World Summit of the Information Society
At the request of the UN, the International Union of Telecommunications (IUT) has organized the second World Summit of the Information Society, to be held in Tunis from 16 to 18 November 2005. Some 14,000 delegates and more than 50 heads of state, including Kofi Annan, are due to attend.
Originally WSIS had the aim of reducing the technological gap between rich and poor countries and ensure freedom of expression online but, as usual when the UN is involved, the agenda has been hijacked (even the unfortunate choice of venue suggests it) and will instead concentrate in trying to end American monopoly on internet world traffic and domain names management.
At the present time, and since 1998, the worldwide web is managed by the Internet Corporate Body for Assigned Names and Numbers (ICANN), a non-profit private copyright corporation based in Los Angeles, subject to Californian law and under the control of the Department of Commerce of the United States (DoC). ICANN is the big traffic controller of the network. It controls a system of thirteen powerful computers, called “root servers”, installed in the United States (four in California and six near Washington), in Europe (Stockholm and London) and Japan (Tokyo).
Without going into technical details, the problem is that everyone wants a slice of the pie. Not for money, but for control.
The European Union criticizes the present state of affairs but - typically - offers no alternative other than echoing the UN. The UN is clamoring that the Internet must be controlled by an international body. Unfortunately, the more vocal nations on this issue are China, Russia, Venezuela, Cuba, Iran, Zimbabwe, &c... you see my point.

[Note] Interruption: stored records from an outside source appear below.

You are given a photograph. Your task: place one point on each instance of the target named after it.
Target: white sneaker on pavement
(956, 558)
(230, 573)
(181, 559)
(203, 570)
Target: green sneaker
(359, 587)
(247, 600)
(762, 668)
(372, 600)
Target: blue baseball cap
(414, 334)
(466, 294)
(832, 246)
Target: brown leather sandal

"So there's one set of countries, anchored by Iran, Cuba and China, that would like to see some process by which governments of the world have a much larger hand in controlling the shape of the internet." [and in suppressing dissent and freedom of expression and information - n.ed.]
To be fair, ICANN (or the US) does not exercise control over the Internet, but the apparent American hegemony upsets many. There is certainly room for change; however, it is doubtful that any kind of agreement will be reached in Tunis at this time.
Paraphrasing Churchill one could say that the present situation is the worst one except all others are worse.